Actor Ed Asner also publicly encouraged fellow members of the voting Academy to vote against the film. "'I would like to condemn the movie," Asner told The New York Times, because the film made it seem that "torture" might have been useful in hunting down Osama bin Laden.
The Times wrote: "Mr. Asner said he and fellow actor Martin Sheen planned to join in a letter, drafted by yet another actor, David Clennon, asking fellow members of the Academy of Motion Picture Arts and Sciences to factor in matters of conscience when casting awards votes. 'We hope that 'Zero' will not be honored by Academy (or Guild) members,' said a draft of the letter."
Never mind admissions by members of the Obama administration, including former CIA Director Leon Panetta, that waterboarding "worked." Panetta told NBC's Brian Williams: "Some of the detainees clearly were, you know -- they used these enhanced interrogation techniques against some of these detainees. But I'm also saying that, you know, the debate about whether -- whether we would have gotten the same information through other approaches I think is always gonna be an open question."
In their defense, director Bigelow and screenwriter Boal say that the film accurately depicts the role that waterboarding played, along with other sources and means, in leading to the killing of bin Laden.

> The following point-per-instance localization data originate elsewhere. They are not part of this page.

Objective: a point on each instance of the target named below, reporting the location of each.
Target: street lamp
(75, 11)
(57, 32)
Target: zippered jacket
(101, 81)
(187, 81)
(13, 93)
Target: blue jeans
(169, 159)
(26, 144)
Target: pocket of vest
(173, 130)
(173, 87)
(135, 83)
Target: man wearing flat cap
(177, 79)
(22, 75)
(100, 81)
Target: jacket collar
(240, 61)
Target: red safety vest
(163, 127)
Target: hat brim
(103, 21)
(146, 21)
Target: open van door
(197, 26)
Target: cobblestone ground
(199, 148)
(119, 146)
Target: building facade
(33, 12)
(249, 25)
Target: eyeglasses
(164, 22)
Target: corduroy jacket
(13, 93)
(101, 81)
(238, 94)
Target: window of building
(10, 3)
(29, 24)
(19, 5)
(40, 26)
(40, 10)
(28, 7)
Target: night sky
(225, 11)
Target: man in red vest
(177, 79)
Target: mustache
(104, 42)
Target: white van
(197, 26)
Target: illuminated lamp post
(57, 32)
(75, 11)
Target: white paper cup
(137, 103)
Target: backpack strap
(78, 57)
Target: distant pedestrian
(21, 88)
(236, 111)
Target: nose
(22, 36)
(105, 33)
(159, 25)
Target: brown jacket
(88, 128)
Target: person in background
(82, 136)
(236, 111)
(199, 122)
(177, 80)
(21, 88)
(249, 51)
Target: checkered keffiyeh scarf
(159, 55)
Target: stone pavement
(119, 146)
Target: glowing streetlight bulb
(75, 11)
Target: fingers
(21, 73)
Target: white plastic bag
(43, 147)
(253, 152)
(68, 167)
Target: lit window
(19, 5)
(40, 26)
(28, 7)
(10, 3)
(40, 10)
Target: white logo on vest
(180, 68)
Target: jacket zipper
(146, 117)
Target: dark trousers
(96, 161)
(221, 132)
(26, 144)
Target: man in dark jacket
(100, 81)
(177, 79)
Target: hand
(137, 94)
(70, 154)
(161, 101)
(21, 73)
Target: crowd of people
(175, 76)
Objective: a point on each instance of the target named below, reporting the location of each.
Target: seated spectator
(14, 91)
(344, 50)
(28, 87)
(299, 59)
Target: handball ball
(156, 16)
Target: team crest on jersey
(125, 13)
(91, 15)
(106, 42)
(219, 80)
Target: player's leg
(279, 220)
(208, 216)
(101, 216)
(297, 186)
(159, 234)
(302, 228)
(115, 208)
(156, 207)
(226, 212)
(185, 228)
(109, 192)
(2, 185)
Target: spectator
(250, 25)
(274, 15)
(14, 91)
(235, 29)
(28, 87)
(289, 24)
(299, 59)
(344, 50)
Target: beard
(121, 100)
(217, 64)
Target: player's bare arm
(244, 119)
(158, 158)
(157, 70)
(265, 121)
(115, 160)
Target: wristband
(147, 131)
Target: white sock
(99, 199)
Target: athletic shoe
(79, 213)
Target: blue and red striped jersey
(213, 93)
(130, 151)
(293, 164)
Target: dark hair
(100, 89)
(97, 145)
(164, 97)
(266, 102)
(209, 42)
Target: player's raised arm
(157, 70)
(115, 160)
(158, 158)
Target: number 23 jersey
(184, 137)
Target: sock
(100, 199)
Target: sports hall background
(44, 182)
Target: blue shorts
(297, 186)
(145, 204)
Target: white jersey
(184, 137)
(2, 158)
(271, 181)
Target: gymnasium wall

The film takes no moral position on the question of waterboarding. To the left, that's not good enough.
It's hard to overstate how offensive the "waterboarding equals torture" crowd finds the assertion that it can ever be of value or that it can ever be justified. "Waterboarding is torture," said President Barack Obama. "It's contrary to America's traditions. It's contrary to our ideals. That's not who we are. That's not how we operate. We don't need it in order to prosecute the war on terrorism."
Sen. McCain, subjected to torture as a prisoner of war in Vietnam, not only calls waterboarding a "mock execution," but insists it "often produces bad intelligence." "You give me a waterboard, Dick Cheney and one hour," said former Minnesota Gov. Jesse Ventura, "and I'll have him confess to the Sharon Tate murders."
Again, "Zero Dark Thirty" does not "endorse" waterboarding. Even if it did, whatever happened to artistic license? Remember the tense final scene in "Argo" when Iranian airport security questions the Americans posing as Canadian filmmakers? Never happened. Completely bogus. The Americans actually went through without incident, never having to convince anyone that they were members of a Canadian film crew.
Sens. McCain, Feinstein and Levin sent no letter to the studio demanding clarification. No one from the CIA put out a statement, "'Argo' takes significant artistic license, while portraying itself as being historically accurate."
One more thing. If anyone in the acting community called this attack on the film's artistic integrity a form of "McCarthyism," he or she received little publicity.